I would suggest that you contact a trustee (presumably a different one than the first time) and ask them to review your options in detail. Hope that helps.
I have bankruptcy last 2018, i included or disclose everything iv known, and i got discharge after a year, eventually yesterday I received a letter from quebec cra, i owed $3,995.11 from 2013, i dont know if i have reassessment from from year, since 2014 till this year i all ready here in alberta, and i ask my trustee if this owing if i included in my bankruptcy and they said it is not in my files, what should i do, do i need to pay this quebec Cra?
Unless you committed some sort of Tax Avoidance or some other sort of questionable activity that caused CRA to re-assess you, the 2013 debt should be discharged by the bankruptcy you have already completed. This new claim is entitled to the same rate of return that your other creditors received at the end of your bankruptcy. You should approach your trustee again as it sounds like there has been some sort of miscommunication.
I recenetly filed a proposal it was accepted a month ago. i realised today that i forgot to add a credit card to the proposal about. it is less than the other debts i have on the proposal. Would it be to late to add it.
Hi Justine. Yes, if the debt existed when you filed the proposal, you can add it now. Give your trustee a call with the details and they can take care of it for you.
I filed bankruptcy about 3 years ago and I was jus looking at my credit report and I am seeing closed accounts with balances owing.

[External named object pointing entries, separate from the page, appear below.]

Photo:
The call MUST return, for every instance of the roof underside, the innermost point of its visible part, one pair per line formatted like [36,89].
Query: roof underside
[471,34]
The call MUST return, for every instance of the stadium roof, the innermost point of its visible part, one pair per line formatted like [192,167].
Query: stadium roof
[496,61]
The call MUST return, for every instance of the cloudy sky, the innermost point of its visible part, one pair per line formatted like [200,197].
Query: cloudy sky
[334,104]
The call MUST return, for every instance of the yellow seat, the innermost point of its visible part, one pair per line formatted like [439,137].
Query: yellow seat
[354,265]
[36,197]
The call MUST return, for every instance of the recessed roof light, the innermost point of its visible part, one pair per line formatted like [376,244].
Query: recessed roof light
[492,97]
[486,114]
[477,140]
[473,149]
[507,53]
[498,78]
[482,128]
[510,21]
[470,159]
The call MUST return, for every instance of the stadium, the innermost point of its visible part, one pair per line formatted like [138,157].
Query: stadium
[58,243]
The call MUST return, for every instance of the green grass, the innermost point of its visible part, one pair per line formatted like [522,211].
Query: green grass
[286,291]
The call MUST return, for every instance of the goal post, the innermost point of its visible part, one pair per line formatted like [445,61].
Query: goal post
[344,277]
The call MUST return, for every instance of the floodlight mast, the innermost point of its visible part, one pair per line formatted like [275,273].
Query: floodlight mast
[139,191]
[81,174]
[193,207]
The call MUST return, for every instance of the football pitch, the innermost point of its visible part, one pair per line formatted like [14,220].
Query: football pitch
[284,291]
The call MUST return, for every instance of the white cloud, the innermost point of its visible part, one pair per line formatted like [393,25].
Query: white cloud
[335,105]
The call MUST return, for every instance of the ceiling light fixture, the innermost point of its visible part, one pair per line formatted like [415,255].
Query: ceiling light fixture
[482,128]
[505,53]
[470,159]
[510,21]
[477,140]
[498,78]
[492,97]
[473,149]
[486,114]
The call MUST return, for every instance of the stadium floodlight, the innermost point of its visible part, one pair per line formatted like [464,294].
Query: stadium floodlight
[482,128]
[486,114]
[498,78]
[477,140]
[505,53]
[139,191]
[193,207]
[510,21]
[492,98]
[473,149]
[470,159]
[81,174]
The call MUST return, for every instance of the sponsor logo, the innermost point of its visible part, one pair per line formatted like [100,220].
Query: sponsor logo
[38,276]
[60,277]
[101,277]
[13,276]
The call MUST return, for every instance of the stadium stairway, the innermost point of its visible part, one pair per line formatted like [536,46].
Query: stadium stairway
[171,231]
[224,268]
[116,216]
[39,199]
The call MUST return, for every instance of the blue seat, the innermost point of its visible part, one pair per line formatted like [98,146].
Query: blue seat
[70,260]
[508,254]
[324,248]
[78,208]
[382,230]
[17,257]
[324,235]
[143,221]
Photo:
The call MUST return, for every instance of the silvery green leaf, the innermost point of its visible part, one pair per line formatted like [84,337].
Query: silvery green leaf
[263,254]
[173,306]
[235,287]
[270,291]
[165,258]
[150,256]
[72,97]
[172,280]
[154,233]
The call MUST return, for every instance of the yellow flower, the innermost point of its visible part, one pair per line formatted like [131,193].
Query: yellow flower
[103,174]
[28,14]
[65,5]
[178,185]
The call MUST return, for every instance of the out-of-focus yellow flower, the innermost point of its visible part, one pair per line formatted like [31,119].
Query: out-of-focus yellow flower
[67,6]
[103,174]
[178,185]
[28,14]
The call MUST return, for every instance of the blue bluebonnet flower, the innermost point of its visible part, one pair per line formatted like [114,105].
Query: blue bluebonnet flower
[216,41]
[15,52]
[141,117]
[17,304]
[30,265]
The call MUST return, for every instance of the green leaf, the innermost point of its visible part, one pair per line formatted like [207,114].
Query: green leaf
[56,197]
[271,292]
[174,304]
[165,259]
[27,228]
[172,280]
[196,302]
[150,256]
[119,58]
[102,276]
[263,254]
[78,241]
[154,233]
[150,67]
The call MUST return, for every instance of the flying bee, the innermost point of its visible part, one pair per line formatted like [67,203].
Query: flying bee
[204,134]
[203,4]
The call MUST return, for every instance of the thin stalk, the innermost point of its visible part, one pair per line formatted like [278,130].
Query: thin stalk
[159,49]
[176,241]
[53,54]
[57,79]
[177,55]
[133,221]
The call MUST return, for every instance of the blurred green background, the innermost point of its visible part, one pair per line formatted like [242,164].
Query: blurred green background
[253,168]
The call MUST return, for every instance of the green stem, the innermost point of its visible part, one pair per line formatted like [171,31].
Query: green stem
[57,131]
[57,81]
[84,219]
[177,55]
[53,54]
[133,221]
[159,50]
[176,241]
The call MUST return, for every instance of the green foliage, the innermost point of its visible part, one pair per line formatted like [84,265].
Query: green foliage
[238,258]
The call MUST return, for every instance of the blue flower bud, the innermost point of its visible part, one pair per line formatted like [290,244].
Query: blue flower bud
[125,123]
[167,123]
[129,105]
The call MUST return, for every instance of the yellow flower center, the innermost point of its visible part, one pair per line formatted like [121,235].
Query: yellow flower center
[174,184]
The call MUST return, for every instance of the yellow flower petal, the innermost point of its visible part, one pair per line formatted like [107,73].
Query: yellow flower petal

All these balances were from before my bankruptcy.
Why do they still show balances owing? Did I not include it with my paperwork I thought I did. If I missed it does that mean the bankruptcy didn’t deal with that debt?
As long as you were discharged from your bankruptcy and the debts pre-date your bankruptcy then you should be released from them. The credit bureaus report whatever the lenders tell them to report. You should go through your report in detail and highlight the items that appear to be incorrect now, then use the credit bureau’s dispute resolution process to get it cleaned up. This is not something your trustee can do for you – once your bankruptcy ended they no longer have access to your credit file. Due to Covid this is a very common problem right now – thousands of people have errors on their credit reports due to processing challenges during the pandemic. I am sorry it is effecting you.